No hay diálogo verdadero si no se aceptan estos datos, esta clamorosa e hiriente realidad. El primer acuerdo tiene que ser que esto es intolerable y que nuestra responsabilidad más elemental pasa por reconocer, enfrentar y superar este estado de cosas.
Acuerdos básicos
Si de los síntomas pasamos a la enfermedad, lo primero que hay que reconocer es que hay que producir en el país mucho de lo que consumimos: comida, medicinas, artefactos. La solución no puede ser traerlo de fuera. No solo porque no hay dinero para comprarlo, sino porque la producción y la productividad son un síntoma de la salud humana de un país y, cuando está generalizada, de sus habitantes. Desde los años ochenta han venido cayendo; por tanto su falta no puede achacarse solo al chavismo, pero hay que reconocer que esa caída se ha acentuado en este siglo. Para que se dé producción y productividad y que ellas redunden en la humanización de los productores hay que velar porque ellos sean sujetos responsables, no el Estado ni exclusivamente el empresario. Hay que tener en cuenta además que la propiedad social exige un grado de competencia y responsabilidad en los implicados, que no puede darse por supuesta sino que hay que estimular sostenidamente.

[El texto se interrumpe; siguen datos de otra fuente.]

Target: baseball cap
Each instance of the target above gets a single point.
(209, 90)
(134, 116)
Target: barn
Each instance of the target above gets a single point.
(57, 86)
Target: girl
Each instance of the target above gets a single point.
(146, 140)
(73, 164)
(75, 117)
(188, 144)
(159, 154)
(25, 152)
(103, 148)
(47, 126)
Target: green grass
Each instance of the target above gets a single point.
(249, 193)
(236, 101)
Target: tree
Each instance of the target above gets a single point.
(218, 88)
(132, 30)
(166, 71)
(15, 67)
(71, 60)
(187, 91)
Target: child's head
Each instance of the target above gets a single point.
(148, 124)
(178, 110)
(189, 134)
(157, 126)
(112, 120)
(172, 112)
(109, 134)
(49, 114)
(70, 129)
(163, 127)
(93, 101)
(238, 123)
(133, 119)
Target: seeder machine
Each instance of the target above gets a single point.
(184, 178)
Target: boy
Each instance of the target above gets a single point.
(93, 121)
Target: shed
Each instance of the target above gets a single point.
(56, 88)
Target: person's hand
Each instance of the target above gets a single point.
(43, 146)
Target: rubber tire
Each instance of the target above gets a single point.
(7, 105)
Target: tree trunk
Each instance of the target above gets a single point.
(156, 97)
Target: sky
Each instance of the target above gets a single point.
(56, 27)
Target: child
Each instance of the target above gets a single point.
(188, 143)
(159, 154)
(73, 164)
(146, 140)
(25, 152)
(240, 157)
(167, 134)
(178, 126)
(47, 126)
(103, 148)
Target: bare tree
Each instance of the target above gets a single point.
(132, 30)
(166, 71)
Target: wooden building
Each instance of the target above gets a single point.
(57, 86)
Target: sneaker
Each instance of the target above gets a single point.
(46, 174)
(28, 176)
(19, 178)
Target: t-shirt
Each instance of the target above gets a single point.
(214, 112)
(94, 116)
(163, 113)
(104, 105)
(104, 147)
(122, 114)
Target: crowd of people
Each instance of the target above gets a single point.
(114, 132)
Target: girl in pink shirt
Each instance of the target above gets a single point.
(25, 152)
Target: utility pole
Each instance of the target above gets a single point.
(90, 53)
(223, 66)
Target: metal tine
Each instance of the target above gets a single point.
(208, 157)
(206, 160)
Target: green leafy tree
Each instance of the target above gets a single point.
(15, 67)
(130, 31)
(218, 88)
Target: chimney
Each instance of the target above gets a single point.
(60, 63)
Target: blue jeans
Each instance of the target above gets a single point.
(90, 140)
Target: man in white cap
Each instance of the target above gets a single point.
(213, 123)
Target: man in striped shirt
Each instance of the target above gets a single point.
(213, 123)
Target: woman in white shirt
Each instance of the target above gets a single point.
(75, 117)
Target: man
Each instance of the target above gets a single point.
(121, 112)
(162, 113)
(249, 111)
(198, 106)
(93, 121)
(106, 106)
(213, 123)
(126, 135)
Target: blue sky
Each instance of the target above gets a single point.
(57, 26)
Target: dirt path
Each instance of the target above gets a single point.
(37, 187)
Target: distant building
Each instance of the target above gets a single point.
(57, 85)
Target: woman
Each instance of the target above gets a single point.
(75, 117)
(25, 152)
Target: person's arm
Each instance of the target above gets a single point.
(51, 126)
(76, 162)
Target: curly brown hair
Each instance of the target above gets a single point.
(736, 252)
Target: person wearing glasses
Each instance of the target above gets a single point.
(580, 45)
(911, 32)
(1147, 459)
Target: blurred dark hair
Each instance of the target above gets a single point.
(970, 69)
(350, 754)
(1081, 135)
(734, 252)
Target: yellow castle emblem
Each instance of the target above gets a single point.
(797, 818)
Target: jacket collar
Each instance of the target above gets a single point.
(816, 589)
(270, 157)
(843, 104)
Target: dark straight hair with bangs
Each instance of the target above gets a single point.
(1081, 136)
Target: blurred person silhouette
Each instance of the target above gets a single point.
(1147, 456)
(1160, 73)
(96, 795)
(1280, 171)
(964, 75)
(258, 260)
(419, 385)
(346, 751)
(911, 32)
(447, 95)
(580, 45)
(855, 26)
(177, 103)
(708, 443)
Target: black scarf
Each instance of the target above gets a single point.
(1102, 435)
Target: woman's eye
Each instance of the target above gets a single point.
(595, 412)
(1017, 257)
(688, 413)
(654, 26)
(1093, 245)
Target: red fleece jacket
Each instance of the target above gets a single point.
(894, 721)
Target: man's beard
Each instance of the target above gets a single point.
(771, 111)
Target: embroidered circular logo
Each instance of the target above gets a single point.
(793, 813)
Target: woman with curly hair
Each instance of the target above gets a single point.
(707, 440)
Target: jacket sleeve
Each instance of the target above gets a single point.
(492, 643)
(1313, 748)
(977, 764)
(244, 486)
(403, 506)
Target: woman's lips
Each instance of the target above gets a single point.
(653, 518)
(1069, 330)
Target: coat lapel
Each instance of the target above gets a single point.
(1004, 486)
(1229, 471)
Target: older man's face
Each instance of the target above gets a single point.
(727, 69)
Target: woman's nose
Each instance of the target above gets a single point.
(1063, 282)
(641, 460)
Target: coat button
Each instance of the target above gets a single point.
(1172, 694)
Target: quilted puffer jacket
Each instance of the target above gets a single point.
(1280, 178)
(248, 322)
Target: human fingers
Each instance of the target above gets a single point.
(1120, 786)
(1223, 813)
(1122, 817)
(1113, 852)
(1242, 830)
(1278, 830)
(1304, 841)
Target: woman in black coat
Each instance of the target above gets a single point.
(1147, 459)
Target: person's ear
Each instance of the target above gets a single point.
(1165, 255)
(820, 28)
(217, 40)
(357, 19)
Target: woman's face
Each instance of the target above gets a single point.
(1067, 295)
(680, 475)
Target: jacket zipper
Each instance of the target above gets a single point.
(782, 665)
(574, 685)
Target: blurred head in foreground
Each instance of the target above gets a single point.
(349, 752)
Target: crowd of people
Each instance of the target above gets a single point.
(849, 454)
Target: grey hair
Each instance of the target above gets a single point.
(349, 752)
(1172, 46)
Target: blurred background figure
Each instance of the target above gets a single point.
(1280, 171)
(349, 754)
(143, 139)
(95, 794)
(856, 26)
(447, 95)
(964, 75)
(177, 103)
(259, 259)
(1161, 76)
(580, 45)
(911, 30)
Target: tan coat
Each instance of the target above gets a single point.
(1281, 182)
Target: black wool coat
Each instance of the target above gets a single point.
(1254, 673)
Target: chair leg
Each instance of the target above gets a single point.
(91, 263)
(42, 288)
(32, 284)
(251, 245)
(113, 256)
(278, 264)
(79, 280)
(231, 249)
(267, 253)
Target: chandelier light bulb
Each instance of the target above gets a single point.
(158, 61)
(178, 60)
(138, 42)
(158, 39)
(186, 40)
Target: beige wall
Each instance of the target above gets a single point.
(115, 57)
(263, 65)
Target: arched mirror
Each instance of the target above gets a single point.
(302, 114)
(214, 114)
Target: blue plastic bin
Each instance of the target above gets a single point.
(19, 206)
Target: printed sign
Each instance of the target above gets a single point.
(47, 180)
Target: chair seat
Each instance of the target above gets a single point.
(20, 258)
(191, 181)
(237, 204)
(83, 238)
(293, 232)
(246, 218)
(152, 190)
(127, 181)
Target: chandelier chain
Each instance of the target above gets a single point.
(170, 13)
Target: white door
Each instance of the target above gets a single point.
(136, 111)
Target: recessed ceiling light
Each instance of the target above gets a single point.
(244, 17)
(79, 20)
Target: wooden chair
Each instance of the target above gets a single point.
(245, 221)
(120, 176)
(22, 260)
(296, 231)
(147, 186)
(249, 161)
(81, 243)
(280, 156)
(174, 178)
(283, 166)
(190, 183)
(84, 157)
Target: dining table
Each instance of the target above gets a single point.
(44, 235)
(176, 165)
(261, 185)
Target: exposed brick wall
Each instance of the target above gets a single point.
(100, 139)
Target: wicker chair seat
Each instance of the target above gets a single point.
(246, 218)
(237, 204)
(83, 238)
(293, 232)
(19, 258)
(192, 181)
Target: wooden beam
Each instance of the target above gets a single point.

La solución no puede consistir en la autarquía. No podemos entender así la soberanía nacional. En una época de globalización hay que contar siempre con intercambios intensos y en centrarse en lo que tenemos ventajas competitivas, teniendo en cuenta nuestra capacidad de compra. Pero no hay posibilidad de intercambios si no se sincera el valor de la divisa. Ponerse de acuerdo en cuál es su valor y unificar el cambio ajustándolo a él, sin la sobrevaloración y subvaloración actuales, tiene que ser un objetivo imprescindible.
Para superar la corrupción y la opacidad que la ampara y lograr la transparencia, hay que hacer al Estado lo más independientemente posible del gobierno y de otros poderes fácticos, para que asuma su responsabilidad con los ciudadanos y más particularmente con los usuarios. Los demás poderes tienen que ser ejercidos por ciudadanos independientes de partidos y competentes, elegidos por consenso. A todos los niveles tiene que haber concurso de méritos y oposiciones y carrera administrativa: meritocracia. Las policías no pueden emplearse para fines del partido de gobierno. Los militares han de volver a sus cuarteles. Los medios de comunicación han de ser libres y plurales. El Estado tiene que velar porque distingan entre la información –que ha de ser objetiva y veraz– y la opinión, que tiene que ser responsable. Además todos los funcionarios tienen que ser responsables, en el sentido de que respondan de sus actos administrativa e incluso penalmente ante tribunales independientes.
El diálogo tiene que llegar a acuerdos sustantivos en cada una de estas áreas y todos tienen que suscribirlos y comprometerse a asumirlos cuando lleguen al gobierno.
Sería deseable que se formara un gobierno de transición que los implementara, sobre todo de gente técnica e independiente aceptada por todos, y que después en un plazo pactado convocara las elecciones.
Esta es nuestra propuesta para el diálogo nacional, una propuesta que, congruentemente, tiene que ser dialogada.